The fact that salary is right at the top of the list jumps out as there is a prevailing view that purpose and satisfaction matter more to younger workers than money. With this group, however, apparently not, although they are a specific elite cohort and the study identified a difference in attitude between men and women. Salary mattered less to women.

The findings also pointed up other significant differences in attitudes, depending on gender and cultural and professional backgrounds.

Men were more focused on traditional workplace features, such as salary, career path and type of contract, while women were driven more by what would be considered “new” work attributes such as work-life balance, sustainability, remote working and value alignment.

Participants from western countries also rated new work attributes higher than those from Asian countries, all of which suggests that employers need to differentiate between candidates to be successful in their recruitment efforts, the author says.

To get this research group fired up about a potential employer, Jeddeloh found that the salaries on offer had to be equal to or greater than the industry average. Positions had to be permanent (a reflection of generation’s Y’s need for security, having lived through a global economic crisis) and offer remote work as an option. Employer reputation was also a deciding factor, particularly when it came to sustainability and social responsibility.

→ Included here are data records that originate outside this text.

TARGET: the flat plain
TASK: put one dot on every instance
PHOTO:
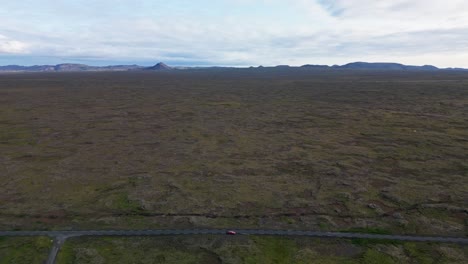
(247, 148)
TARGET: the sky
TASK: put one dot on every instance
(234, 32)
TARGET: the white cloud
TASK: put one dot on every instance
(242, 32)
(10, 46)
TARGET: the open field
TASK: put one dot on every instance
(277, 148)
(252, 249)
(24, 250)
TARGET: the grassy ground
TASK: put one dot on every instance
(252, 249)
(330, 150)
(24, 250)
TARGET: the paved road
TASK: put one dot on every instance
(162, 232)
(61, 236)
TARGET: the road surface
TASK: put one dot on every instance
(61, 236)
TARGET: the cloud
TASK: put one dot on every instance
(240, 32)
(9, 46)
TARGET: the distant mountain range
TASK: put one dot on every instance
(69, 67)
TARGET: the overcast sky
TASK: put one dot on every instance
(234, 32)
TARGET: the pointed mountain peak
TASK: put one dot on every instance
(159, 66)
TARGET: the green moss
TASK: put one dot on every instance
(372, 256)
(24, 250)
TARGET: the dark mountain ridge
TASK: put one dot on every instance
(71, 67)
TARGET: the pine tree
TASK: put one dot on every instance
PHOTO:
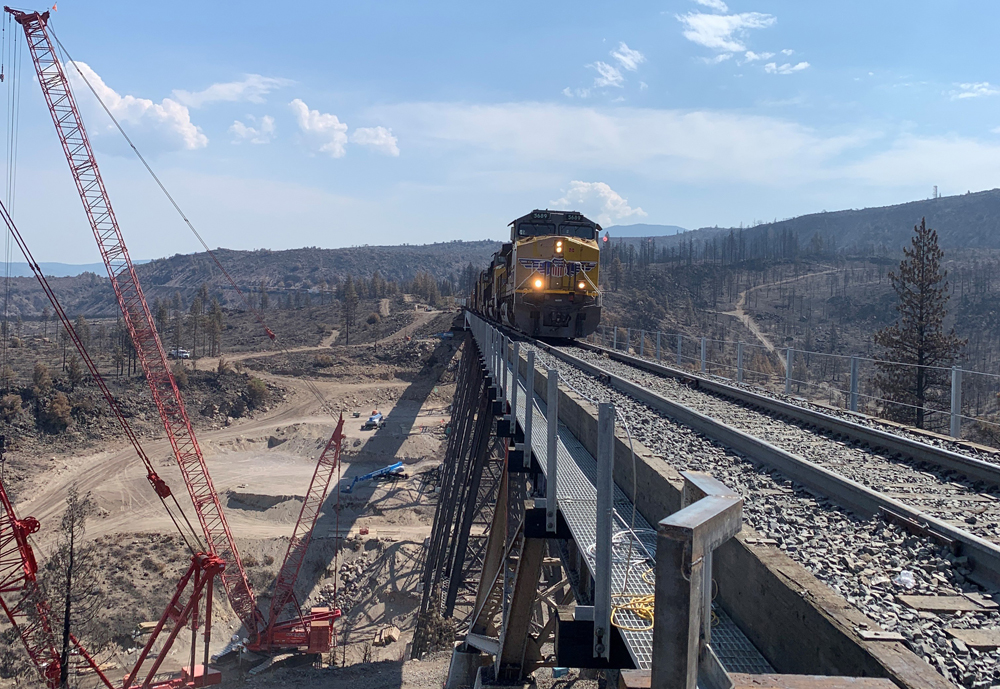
(350, 298)
(917, 339)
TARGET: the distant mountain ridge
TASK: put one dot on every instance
(644, 230)
(59, 270)
(968, 221)
(295, 270)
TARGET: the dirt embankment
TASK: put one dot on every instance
(366, 553)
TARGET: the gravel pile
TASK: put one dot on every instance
(942, 494)
(858, 558)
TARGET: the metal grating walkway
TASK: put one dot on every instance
(577, 473)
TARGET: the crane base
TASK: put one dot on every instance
(201, 677)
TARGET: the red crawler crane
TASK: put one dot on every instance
(28, 611)
(20, 597)
(135, 311)
(312, 631)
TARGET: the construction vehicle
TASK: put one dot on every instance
(391, 471)
(311, 631)
(374, 422)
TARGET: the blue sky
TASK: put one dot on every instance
(334, 124)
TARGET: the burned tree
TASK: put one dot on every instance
(916, 350)
(70, 579)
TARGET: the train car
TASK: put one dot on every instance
(544, 281)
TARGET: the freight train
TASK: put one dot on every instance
(543, 282)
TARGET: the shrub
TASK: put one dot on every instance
(180, 375)
(256, 392)
(41, 378)
(10, 406)
(57, 414)
(74, 372)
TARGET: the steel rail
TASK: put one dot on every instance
(947, 460)
(984, 557)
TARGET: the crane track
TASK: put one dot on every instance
(831, 524)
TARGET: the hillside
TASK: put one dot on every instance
(969, 221)
(280, 272)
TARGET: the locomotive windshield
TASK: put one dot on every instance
(527, 229)
(581, 231)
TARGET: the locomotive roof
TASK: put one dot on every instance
(554, 216)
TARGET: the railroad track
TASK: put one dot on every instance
(854, 505)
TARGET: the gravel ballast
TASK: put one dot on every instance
(857, 557)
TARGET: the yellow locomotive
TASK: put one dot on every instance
(544, 281)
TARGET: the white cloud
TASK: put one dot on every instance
(379, 138)
(259, 134)
(607, 75)
(787, 68)
(716, 5)
(168, 122)
(974, 90)
(723, 32)
(252, 88)
(599, 200)
(327, 128)
(951, 161)
(663, 144)
(721, 57)
(629, 59)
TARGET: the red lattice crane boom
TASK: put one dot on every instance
(20, 598)
(136, 314)
(281, 634)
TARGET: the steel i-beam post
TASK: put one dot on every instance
(551, 480)
(789, 353)
(529, 407)
(605, 520)
(956, 402)
(854, 383)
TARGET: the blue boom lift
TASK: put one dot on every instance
(396, 468)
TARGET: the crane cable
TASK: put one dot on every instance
(246, 302)
(12, 232)
(258, 315)
(11, 111)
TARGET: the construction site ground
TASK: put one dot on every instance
(261, 467)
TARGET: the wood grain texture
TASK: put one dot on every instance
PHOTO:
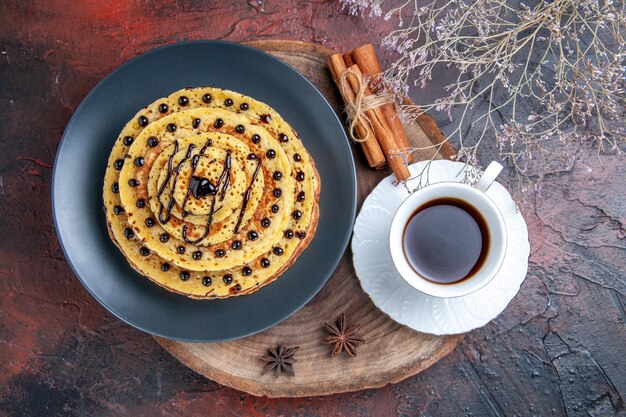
(391, 353)
(558, 349)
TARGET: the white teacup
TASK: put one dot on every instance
(475, 197)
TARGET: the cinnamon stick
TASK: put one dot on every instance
(347, 57)
(372, 150)
(365, 57)
(383, 132)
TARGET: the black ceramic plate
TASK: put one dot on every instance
(79, 172)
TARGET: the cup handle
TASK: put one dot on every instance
(489, 176)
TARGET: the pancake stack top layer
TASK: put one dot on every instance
(210, 193)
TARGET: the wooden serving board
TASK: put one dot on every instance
(391, 353)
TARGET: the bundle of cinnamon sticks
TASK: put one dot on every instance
(379, 129)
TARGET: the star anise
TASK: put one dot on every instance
(280, 360)
(343, 337)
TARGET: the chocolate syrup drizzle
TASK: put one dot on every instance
(176, 171)
(223, 182)
(247, 195)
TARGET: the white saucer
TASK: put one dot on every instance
(405, 304)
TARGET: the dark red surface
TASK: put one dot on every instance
(558, 349)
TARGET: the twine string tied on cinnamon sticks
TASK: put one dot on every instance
(358, 104)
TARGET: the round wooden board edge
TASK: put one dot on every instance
(251, 386)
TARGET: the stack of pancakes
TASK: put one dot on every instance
(210, 193)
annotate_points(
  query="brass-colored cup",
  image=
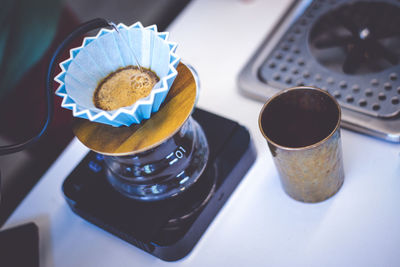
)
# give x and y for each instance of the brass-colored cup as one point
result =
(302, 129)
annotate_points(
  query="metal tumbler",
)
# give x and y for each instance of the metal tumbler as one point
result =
(302, 129)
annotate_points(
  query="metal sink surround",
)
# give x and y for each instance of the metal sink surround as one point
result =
(298, 52)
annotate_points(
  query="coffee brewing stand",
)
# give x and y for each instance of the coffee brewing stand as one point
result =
(158, 185)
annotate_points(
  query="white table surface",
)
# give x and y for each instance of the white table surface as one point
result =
(259, 225)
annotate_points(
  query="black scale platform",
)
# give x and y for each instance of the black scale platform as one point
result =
(168, 229)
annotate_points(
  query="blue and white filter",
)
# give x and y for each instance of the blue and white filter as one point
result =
(108, 51)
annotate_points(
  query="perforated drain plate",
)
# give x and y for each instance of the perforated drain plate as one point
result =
(301, 51)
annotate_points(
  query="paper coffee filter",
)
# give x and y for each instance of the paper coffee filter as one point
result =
(105, 53)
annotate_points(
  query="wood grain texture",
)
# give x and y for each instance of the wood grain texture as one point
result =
(122, 141)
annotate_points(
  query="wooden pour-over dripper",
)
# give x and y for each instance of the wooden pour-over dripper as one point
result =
(158, 185)
(159, 158)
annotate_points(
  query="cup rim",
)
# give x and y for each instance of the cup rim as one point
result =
(288, 90)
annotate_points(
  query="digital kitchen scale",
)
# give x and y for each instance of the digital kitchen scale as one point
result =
(170, 228)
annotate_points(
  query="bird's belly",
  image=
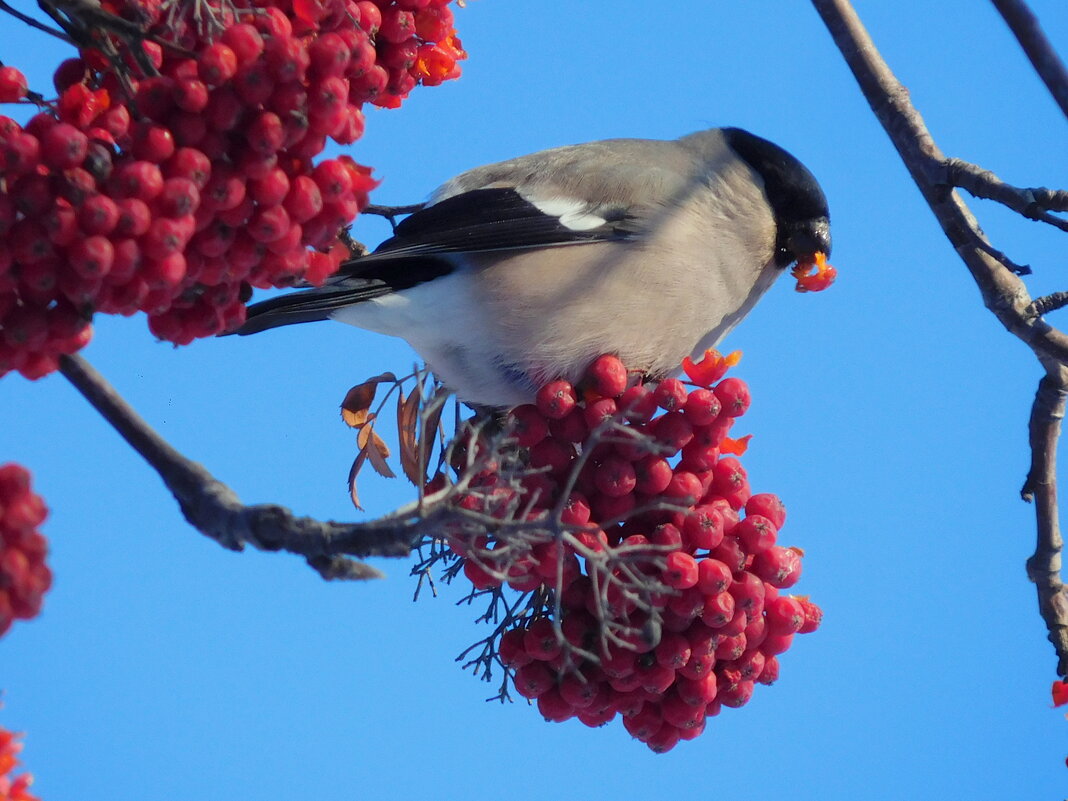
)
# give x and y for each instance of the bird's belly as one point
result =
(495, 341)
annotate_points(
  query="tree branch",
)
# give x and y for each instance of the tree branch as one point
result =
(214, 508)
(1003, 293)
(1043, 567)
(1024, 26)
(1033, 203)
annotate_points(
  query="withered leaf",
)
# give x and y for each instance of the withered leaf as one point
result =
(356, 407)
(377, 453)
(352, 472)
(408, 437)
(434, 410)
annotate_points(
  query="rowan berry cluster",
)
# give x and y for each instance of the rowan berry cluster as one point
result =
(182, 176)
(662, 566)
(12, 787)
(25, 578)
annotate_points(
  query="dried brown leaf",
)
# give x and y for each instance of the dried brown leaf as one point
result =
(377, 452)
(408, 437)
(356, 407)
(352, 472)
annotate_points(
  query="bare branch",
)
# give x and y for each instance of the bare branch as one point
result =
(1024, 26)
(1003, 292)
(391, 213)
(1031, 203)
(1043, 567)
(1048, 303)
(34, 24)
(214, 508)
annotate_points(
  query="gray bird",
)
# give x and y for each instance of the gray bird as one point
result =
(525, 270)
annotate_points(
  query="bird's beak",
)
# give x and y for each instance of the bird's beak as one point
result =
(817, 281)
(811, 238)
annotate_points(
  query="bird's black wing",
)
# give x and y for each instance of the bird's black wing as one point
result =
(481, 220)
(423, 246)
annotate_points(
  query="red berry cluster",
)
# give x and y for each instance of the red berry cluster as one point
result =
(12, 787)
(25, 578)
(175, 192)
(666, 566)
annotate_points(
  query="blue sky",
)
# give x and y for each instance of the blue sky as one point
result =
(890, 413)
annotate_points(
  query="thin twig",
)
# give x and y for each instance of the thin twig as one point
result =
(1048, 303)
(214, 508)
(1031, 203)
(1043, 567)
(1024, 26)
(391, 213)
(1002, 291)
(34, 24)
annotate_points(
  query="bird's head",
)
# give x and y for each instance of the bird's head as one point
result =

Jeddeloh says that with generation Z now becoming visible in much greater numbers in the workforce, (the oldest of them are around 26) and despite many similarities to generation Y, “a new set of values and different patterns of behaviour are entering the job market. This requires employers to understand the needs and wants of the rising percentage of generation Z among the workforce.”

One of the things employers need to be aware of about generation Z-ers, for example, is that for the most part they don’t like working completely in isolation.

Jeddeloh adds that understanding the needs of incoming workers matters because previous research into the person-organisation “fit” to find out whether shared values yield any benefits found that “the perceived correspondence between their own and their employer’s values, the person-organisation fit, predicts not only organisational commitment but also job satisfaction and turnover intentions”.

Ultimately the study comes up with four key recommendations for employers keen to attract young talent: analyse the value proposition; analyse the target profile of potential employees; tailor the value proposition to the target profile; and be transparent, because “comparison of jobs is easy in today’s world; thus, a lack of transparency will lead to a lack of trust”, Jeddeloh cautions.